Judge Parker noting the defense never fully claimed SBF relied on attorney advice for all decisions during the trial. Prosecutors countered with overwhelming evidence: Three FTX executives (Caroline Ellison, Gary Wang, and Christian Drappi) testified against SBF.

Corroborated by documents showing he directed the diversion of customer funds to Alameda Research for risky investments and political donations. No ruling was issued on the spot—appeals courts often take months (or longer) to decide.

If denied, SBF could petition the U.S. Supreme Court, though success rates for such appeals are low under 1% historically for criminal cases. Some reports speculate on a potential presidential pardon, given SBF’s past political donations, but that’s unlikely under current administrations.

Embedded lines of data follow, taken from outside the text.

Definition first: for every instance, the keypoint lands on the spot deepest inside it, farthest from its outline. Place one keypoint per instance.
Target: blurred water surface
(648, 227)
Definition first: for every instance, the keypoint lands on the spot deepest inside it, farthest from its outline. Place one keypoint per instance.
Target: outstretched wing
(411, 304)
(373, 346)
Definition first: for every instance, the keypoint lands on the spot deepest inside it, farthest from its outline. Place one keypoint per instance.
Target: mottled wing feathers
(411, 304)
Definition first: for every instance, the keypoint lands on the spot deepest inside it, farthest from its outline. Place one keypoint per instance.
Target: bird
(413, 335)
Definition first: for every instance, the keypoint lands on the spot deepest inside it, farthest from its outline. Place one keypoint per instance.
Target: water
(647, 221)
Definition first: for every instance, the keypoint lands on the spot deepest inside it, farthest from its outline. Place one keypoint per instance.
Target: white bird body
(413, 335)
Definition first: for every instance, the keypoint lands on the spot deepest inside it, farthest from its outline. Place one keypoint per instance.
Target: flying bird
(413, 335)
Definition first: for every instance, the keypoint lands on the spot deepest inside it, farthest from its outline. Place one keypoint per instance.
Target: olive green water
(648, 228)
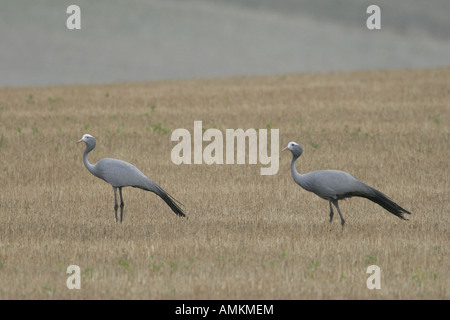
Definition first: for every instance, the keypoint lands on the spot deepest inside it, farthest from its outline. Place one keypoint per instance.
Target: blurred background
(141, 40)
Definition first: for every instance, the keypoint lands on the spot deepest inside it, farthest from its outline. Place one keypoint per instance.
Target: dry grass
(248, 236)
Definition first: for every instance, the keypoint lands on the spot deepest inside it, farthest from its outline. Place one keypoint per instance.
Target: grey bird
(121, 174)
(334, 185)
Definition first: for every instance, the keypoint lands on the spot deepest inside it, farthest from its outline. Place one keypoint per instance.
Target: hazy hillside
(154, 39)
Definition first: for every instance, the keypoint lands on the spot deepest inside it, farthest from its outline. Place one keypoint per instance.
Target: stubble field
(247, 236)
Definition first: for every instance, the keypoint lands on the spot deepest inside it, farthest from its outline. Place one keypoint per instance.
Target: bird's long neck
(295, 175)
(88, 165)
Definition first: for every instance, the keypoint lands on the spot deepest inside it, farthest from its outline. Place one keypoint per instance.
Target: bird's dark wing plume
(380, 199)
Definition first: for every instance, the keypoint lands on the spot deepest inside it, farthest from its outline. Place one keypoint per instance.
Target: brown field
(248, 236)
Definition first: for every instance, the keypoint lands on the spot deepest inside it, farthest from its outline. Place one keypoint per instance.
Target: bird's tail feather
(382, 200)
(173, 203)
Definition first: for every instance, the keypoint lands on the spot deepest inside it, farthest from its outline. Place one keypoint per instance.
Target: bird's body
(121, 174)
(334, 185)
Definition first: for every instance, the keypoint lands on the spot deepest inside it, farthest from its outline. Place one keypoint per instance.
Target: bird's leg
(340, 214)
(115, 202)
(331, 212)
(121, 204)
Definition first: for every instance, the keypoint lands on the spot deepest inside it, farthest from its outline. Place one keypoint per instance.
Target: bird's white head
(88, 139)
(294, 148)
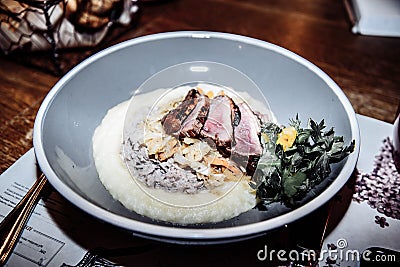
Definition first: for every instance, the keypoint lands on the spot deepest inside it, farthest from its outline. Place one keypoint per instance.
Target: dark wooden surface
(366, 68)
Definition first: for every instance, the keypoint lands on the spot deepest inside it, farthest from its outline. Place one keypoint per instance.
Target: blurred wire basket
(49, 27)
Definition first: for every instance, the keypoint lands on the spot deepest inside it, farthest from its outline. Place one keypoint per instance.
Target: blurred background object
(57, 25)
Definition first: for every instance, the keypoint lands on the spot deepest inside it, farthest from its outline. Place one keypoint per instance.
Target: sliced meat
(247, 148)
(218, 128)
(172, 121)
(193, 124)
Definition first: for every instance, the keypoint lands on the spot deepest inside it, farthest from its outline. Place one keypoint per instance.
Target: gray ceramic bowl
(75, 106)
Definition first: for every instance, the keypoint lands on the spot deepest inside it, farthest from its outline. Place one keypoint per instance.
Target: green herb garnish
(295, 159)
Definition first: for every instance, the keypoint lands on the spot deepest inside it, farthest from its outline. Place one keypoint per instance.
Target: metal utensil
(14, 223)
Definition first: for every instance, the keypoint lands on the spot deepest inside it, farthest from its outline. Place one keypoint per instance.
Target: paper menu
(57, 233)
(375, 17)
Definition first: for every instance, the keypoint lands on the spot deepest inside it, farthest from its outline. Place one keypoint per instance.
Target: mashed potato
(218, 204)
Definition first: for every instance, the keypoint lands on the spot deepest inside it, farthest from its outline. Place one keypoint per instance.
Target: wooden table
(366, 68)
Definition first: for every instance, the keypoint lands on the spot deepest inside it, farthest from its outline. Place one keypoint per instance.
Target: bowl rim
(195, 233)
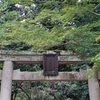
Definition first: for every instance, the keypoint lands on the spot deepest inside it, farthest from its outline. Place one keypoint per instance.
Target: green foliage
(96, 60)
(56, 25)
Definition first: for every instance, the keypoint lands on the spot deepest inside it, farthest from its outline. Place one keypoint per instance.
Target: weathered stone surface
(38, 76)
(6, 83)
(36, 57)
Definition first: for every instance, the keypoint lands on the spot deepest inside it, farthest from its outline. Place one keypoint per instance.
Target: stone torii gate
(9, 58)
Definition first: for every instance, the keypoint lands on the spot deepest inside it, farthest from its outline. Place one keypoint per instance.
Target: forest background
(34, 25)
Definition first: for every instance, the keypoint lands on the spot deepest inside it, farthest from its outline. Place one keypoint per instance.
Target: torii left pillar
(6, 83)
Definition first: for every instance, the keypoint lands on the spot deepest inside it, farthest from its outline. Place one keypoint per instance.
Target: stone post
(94, 88)
(6, 83)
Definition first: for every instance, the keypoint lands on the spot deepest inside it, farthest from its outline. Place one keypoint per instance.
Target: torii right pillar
(6, 82)
(94, 88)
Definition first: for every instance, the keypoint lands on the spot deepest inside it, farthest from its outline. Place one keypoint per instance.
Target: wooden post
(6, 82)
(94, 88)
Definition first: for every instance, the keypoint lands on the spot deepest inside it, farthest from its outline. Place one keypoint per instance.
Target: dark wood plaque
(50, 64)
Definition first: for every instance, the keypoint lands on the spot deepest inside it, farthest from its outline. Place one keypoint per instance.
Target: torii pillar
(6, 83)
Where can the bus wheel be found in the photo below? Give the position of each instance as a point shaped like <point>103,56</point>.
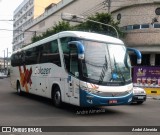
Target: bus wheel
<point>56,97</point>
<point>19,89</point>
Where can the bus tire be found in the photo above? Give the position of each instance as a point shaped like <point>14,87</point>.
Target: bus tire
<point>19,91</point>
<point>56,97</point>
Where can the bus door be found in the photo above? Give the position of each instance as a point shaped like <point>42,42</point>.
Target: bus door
<point>73,77</point>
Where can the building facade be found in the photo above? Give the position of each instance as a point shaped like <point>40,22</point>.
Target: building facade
<point>137,18</point>
<point>24,14</point>
<point>142,27</point>
<point>53,15</point>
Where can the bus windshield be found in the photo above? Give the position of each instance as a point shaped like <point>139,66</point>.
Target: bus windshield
<point>106,63</point>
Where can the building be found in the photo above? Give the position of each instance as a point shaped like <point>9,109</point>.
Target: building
<point>137,18</point>
<point>53,15</point>
<point>142,26</point>
<point>25,13</point>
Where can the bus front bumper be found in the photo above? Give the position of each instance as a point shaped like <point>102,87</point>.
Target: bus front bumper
<point>88,99</point>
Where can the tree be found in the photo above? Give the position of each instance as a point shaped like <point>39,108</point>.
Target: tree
<point>61,26</point>
<point>99,28</point>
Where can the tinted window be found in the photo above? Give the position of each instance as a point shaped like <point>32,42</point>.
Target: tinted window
<point>136,26</point>
<point>129,27</point>
<point>156,25</point>
<point>143,26</point>
<point>50,53</point>
<point>31,56</point>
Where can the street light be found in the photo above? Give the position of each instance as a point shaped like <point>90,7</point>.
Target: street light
<point>78,18</point>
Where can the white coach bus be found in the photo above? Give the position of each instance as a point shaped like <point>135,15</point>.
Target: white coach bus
<point>79,68</point>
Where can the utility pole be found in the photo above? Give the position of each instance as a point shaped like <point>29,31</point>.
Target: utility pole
<point>7,61</point>
<point>109,6</point>
<point>4,59</point>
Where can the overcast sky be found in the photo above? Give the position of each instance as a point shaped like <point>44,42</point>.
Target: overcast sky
<point>7,8</point>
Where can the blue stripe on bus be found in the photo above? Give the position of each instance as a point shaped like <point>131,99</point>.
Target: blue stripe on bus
<point>88,99</point>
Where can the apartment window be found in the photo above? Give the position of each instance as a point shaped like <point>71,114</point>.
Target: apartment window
<point>129,27</point>
<point>143,26</point>
<point>157,60</point>
<point>136,26</point>
<point>156,25</point>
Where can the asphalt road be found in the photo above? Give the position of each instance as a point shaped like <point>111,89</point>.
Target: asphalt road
<point>30,110</point>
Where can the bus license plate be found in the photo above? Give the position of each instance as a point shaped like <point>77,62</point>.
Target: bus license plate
<point>140,97</point>
<point>112,101</point>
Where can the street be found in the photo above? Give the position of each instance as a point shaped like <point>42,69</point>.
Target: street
<point>30,110</point>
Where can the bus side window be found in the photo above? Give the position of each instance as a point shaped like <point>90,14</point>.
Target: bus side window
<point>73,60</point>
<point>50,53</point>
<point>65,49</point>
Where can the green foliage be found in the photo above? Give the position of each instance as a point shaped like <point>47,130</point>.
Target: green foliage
<point>99,28</point>
<point>86,26</point>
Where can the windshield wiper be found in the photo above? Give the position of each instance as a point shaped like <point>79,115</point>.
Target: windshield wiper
<point>104,69</point>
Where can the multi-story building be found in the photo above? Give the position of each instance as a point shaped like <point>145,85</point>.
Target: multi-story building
<point>137,18</point>
<point>24,14</point>
<point>53,14</point>
<point>142,26</point>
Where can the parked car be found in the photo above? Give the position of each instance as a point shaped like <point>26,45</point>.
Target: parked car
<point>139,95</point>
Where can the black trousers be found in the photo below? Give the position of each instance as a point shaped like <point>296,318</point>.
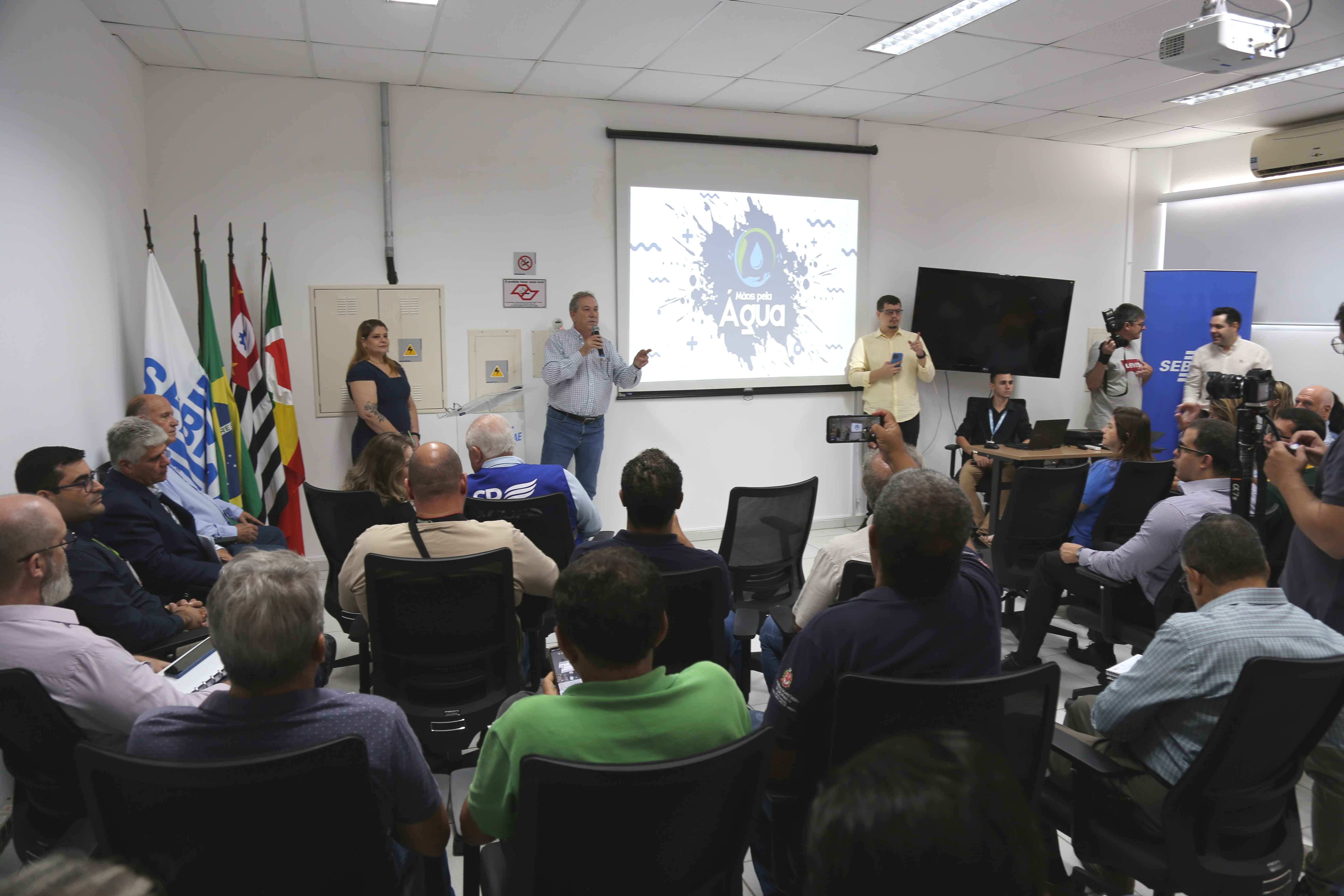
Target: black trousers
<point>1049,582</point>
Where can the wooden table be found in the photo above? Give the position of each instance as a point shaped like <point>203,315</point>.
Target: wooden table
<point>1019,456</point>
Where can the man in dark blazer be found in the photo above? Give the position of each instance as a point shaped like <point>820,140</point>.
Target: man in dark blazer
<point>150,531</point>
<point>105,593</point>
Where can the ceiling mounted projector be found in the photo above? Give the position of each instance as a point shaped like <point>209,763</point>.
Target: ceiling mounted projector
<point>1219,41</point>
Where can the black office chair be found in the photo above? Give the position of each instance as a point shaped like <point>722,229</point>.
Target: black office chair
<point>695,620</point>
<point>38,741</point>
<point>574,838</point>
<point>1230,824</point>
<point>341,518</point>
<point>444,640</point>
<point>857,577</point>
<point>1037,522</point>
<point>1139,487</point>
<point>764,539</point>
<point>294,823</point>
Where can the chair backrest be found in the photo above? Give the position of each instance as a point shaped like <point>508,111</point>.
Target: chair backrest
<point>765,535</point>
<point>294,823</point>
<point>1233,816</point>
<point>655,828</point>
<point>695,625</point>
<point>444,641</point>
<point>38,741</point>
<point>857,577</point>
<point>1139,487</point>
<point>1014,713</point>
<point>545,520</point>
<point>1037,520</point>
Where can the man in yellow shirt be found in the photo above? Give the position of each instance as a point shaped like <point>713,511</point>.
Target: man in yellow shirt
<point>888,383</point>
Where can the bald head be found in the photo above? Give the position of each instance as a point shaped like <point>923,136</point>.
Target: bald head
<point>1316,398</point>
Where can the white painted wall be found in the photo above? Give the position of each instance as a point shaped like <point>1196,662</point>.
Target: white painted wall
<point>479,177</point>
<point>72,246</point>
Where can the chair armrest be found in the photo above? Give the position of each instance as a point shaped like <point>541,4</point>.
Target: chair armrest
<point>1085,756</point>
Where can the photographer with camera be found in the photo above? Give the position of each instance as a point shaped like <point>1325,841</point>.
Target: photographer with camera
<point>1115,367</point>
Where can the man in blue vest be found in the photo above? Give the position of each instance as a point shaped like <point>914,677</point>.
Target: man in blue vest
<point>498,475</point>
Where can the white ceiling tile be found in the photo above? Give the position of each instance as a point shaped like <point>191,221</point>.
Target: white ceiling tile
<point>572,80</point>
<point>1113,132</point>
<point>671,88</point>
<point>1099,84</point>
<point>738,38</point>
<point>251,18</point>
<point>132,13</point>
<point>939,62</point>
<point>987,117</point>
<point>156,46</point>
<point>830,56</point>
<point>260,56</point>
<point>627,33</point>
<point>1178,138</point>
<point>367,64</point>
<point>757,96</point>
<point>840,103</point>
<point>917,111</point>
<point>1240,104</point>
<point>475,73</point>
<point>1031,70</point>
<point>1051,21</point>
<point>1053,126</point>
<point>510,29</point>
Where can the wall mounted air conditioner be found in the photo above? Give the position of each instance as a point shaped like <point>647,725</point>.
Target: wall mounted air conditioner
<point>1299,150</point>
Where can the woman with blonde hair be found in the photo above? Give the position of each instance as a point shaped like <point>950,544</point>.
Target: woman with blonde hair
<point>379,390</point>
<point>382,469</point>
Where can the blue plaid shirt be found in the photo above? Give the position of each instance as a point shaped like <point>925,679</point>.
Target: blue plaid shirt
<point>1166,707</point>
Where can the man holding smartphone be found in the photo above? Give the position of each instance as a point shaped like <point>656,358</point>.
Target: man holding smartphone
<point>886,364</point>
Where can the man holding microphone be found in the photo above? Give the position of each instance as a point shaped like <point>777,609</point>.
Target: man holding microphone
<point>580,369</point>
<point>886,363</point>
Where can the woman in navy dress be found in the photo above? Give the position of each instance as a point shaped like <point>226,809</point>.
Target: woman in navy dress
<point>379,390</point>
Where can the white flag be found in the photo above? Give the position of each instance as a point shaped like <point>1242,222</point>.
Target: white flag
<point>173,371</point>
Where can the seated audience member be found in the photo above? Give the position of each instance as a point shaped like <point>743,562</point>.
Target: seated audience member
<point>437,487</point>
<point>1204,461</point>
<point>937,812</point>
<point>994,420</point>
<point>609,616</point>
<point>100,686</point>
<point>382,468</point>
<point>267,623</point>
<point>498,475</point>
<point>933,615</point>
<point>1159,715</point>
<point>216,518</point>
<point>1130,436</point>
<point>151,531</point>
<point>107,596</point>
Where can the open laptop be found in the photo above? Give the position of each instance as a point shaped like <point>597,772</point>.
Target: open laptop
<point>1045,434</point>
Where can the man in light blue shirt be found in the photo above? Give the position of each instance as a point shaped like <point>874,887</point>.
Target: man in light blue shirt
<point>1158,716</point>
<point>490,447</point>
<point>216,519</point>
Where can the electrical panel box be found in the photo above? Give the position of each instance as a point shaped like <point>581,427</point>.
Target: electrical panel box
<point>415,319</point>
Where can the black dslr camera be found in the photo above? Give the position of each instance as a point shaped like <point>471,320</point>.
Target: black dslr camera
<point>1256,387</point>
<point>1113,327</point>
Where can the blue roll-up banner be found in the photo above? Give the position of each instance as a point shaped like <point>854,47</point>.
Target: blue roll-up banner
<point>1178,306</point>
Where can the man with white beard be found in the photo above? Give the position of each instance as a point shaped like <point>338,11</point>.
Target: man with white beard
<point>99,684</point>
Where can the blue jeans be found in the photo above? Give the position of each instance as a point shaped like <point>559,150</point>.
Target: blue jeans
<point>569,438</point>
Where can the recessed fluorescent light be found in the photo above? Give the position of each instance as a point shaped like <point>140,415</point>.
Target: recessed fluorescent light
<point>1264,81</point>
<point>936,26</point>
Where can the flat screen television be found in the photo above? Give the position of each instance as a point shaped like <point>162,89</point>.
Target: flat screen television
<point>975,322</point>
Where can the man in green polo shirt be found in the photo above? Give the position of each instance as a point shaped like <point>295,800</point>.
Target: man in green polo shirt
<point>608,618</point>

Recent posts reflect skepticism and memes about SBF’s odds. For instance, users noted the judges’ tough questioning and quipped that “reputation breaks faster than any chain,” while others highlighted the appeal’s focus on solvency evidence. One post summarized: “SBF appeal under pressure—U.S. appeals court questions his attempt to overturn crypto-fraud convictions.”

SBF’s case remains a cautionary tale for crypto, underscoring risks of unchecked innovation and regulatory gaps. While his appeal faces long odds, it could influence future fraud trials by testing boundaries on media influence and evidentiary rules in high-profile cases.